Let’s review the tape of what the media were saying about the GMU president, who has been on the defensive as the Department of Justice, the Youngkin administration, and the Board of Visitors pushes back against anti-Semitism and racial preferences at the Northern Virginia university.
The New York Times a couple of days ago:
Faculty members said they were concerned that a pileup of investigations would be used to justify toppling him, as happened with Dr. Ryan. [at the University of Virginia].
“We’re worried it’s going to be high noon on Friday,” said Tim Gibson, an associate professor at George Mason and the president of the Virginia state conference of the American Association of University Professors, a faculty rights group.
VPM News yesterday:
A growing number of George Mason University faculty are concerned about the fate of President Gregory Washington, whose annual performance review is set for the upcoming Board of Visitors meeting Friday morning — amid an onslaught of federal investigations.

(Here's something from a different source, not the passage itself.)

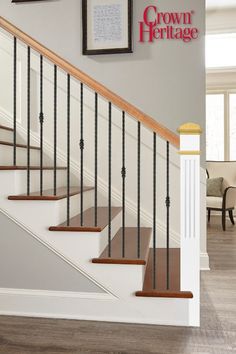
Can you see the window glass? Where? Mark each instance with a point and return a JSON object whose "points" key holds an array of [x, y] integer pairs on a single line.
{"points": [[232, 122], [215, 127], [221, 50]]}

And how did things turn out? Here’s how the Journal of Higher Education spins it:
In a Plot Twist, George Mason’s Politically Embattled President Gets a Raise
And Virginia Business:
Embattled GMU president survives board meeting with pay raise – Virginia Business
Survives? Plot twist? You mean the wildly partisan prognostications of Tim Gibson and other leftist professors at GMU, who have zero insight into the thinking of Board members because they’re so busy denouncing them rather than, you know, asking what they think, didn’t pan out?
If you take it as an operating supposition that GMU’s board members are tools of the Department of Justice and the Youngkin administration — as state Senate Democrats who just cancelled four of Youngkin’s appointments to the GMU board apparently do — the predictions might have seemed plausible. Washington’s defenders managed to gin up enough angst that a band of Washington’s defenders felt moved to protest outside the Board meeting today.
There’s always someone out there who will tell the media what it wants to hear. The lesson: Take everything news outlets say with a grain of salt. No, with a shaker of salt. No, with that the entire mine in Saltville.